Hence the only question is as to the validity of the contract thus construed. The decision of this court in the Miller Case might well be considered as critically depending upon the conclusion that the two rights were alternatively given, and so it might be thought that what is said about invalidity through the forfeiture element was dictum; and yet the discussion and conclusion as to the validity of a promise to pay the remaining payments in spite of re-entry, were persuasive in leading the court to take the final step, and we are not inclined to disregard, as merely dicta, the things said about validity. The present contract, however, contains material nonparallel and distinguishing features. The decision in this aspect there turned upon the analogy between the contract and a lease of real estate; indeed, that analogy had been adopted by the parties when they used the terms "lessor," "lessee," "rental," etc.; and it does not seem to have appeared in that record, either by the terms of the contract or by the proofs, that there was any lack of that analogy. In the new contract the nomenclature of a lease has been abandoned, although that would not be very important if the substance thereof were preserved. It is the theory of a real estate lease that the continuing possession is the consideration for the continuing rent, and so the right to collect future rentals, after termination of the lease and re-entry, has been denied, because there remained no consideration for the future promises. It is not characteristic of a real estate lease that the lessor at the making distinctly parts with a consideration separate from possession and which is to be repaid to him only gradually by rent installments spread over the whole period; and, if such a situation does exist, as where he makes special alterations and improvements which are useless to him on re-entry, it is not clear why he may not both re-enter and recover the damages therefor.

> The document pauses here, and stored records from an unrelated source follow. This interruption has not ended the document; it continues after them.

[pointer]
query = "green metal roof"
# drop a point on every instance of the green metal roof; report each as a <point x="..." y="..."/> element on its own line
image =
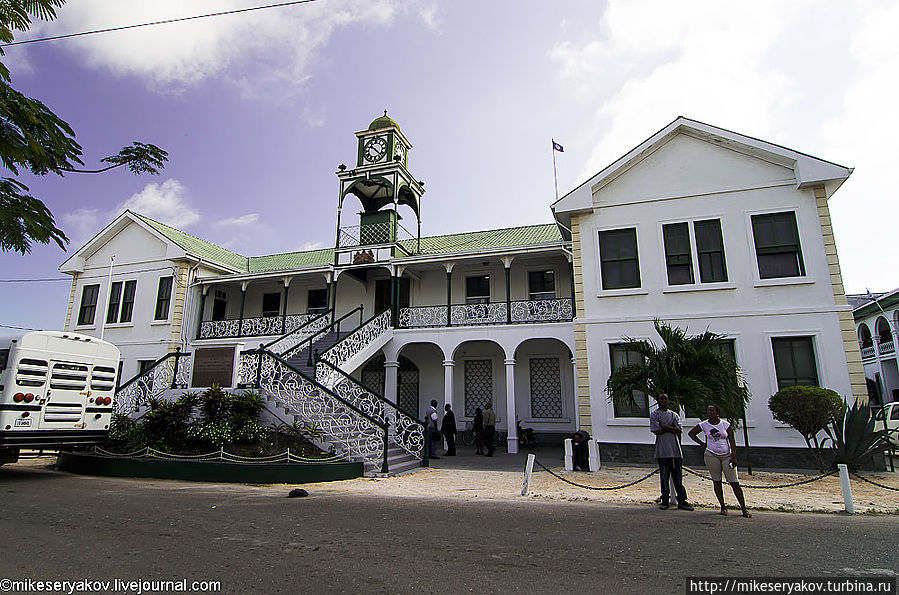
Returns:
<point x="512" y="237"/>
<point x="196" y="246"/>
<point x="291" y="260"/>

The contract in this case carefully specifies considerations which might not be completely made good to the owner until the last quarterly payment is received. These are (a) the cost of installing; (b) the license to use under patents; (c) the free supply of parts for repairs; and then (d) generally, the right to operate the system. For all of these things the user agrees to pay a total sum, divided into installment payments. We may well assume that the original cost of making the sale of such a system and system rights, and also the cost of installation, may be large. The value of the granted patent licenses is indefinite, and the extent of such existing licenses has an effect upon the value of the patents themselves. The obligation to furnish repair parts must be made good by the present and continuing maintenance of a stock of repairs. In addition, it appears without dispute in this case (as the court in the Miller Case for lack of convincing proofs was unwilling to assume), that the system, for the purpose of tearing out of the building and restoring to the owner, is worthless. If parts are removed with such care that they can be used elsewhere, it costs more to pay the necessary skilled labor therefor and for refinishing them than it would to make new parts; and, if the parts are torn out cheaply and carelessly, they are junk, worth less than even that removal cost. Hence it seems probable enough, if not certain, that a provision for precipitating future payments, even after reclamation, is necessary for the protection of the owner. Of course, it may work hardship to the user and excess profit to the owner in some cases, but that does not make it so generally arbitrary and in the nature of a mere forfeiture as to destroy its validity.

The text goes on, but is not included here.